"We've come about a thousand miles like this, I think," replied Helen. "I've not a whole bone in my body."

Bo peered out of the window.

"Oh, how dark and lonesome! But it'd be nice if it wasn't so cold. I'm freezing."

"I thought you loved cold air," taunted Helen.

"Say, Nell, you begin to talk like yourself," responded Bo.

It was difficult to hold on to the stage and each other and the cloak all at once, but they succeeded, except in the roughest places, when from time to time they were bounced around. Bo sustained a sharp rap on the head.

"Oooooo!" she moaned. "Nell Rayner, I'll never forgive you for fetching me on this awful trip."
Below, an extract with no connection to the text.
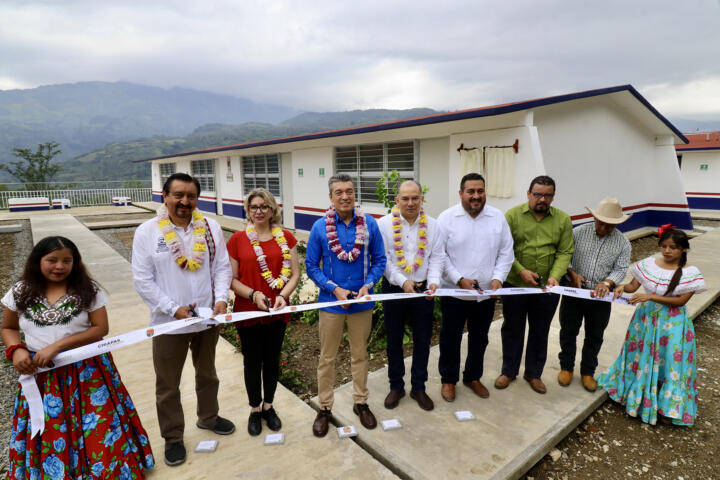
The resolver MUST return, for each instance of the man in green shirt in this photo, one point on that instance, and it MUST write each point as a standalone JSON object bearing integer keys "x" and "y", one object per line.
{"x": 543, "y": 245}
"Just think of your handsome Las Vegas cowboy," replied Helen.

Either this remark subdued Bo or the suggestion sufficed to reconcile her to the hardships of the ride.

Meanwhile, as they talked and maintained silence and tried to sleep, the driver of the stage kept at his task after the manner of Western men who knew how to get the best out of horses and bad roads and distance.

By and by the stage halted again and remained at a standstill for so long, with the men whispering on top, that Helen and Bo were roused to apprehension.

Suddenly a sharp whistle came from the darkness ahead.

"Thet's Roy," said Joe Beeman, in a low voice.

"I reckon. An' meetin' us so quick looks bad," replied Dale. "Drive on, Bill."

"Mebbe it seems quick to you," muttered the driver, "but if we hain't come thirty mile, an' if thet ridge thar hain't your turnin'-off place, why, I don't know nothin'."

The stage rolled on a little farther, while Helen and Bo sat clasping each other tight, wondering with bated breath what was to be the next thing to happen.

Then once more they were at a standstill. Helen heard the thud of boots striking the ground, and the snorts of horses.

"Nell, I see horses," whispered Bo, excitedly. "There, to the side of the road... and here comes a man.... Oh, if he shouldn't be the one they're expecting!"

Helen peered out to see a tall, dark form, moving silently, and beyond it a vague outline of horses, and then pale gleams of what must have been pack-loads.

Dale loomed up, and met the stranger in the road.

"Howdy, Milt? You got the girl sure, or you wouldn't be here," said a low voice.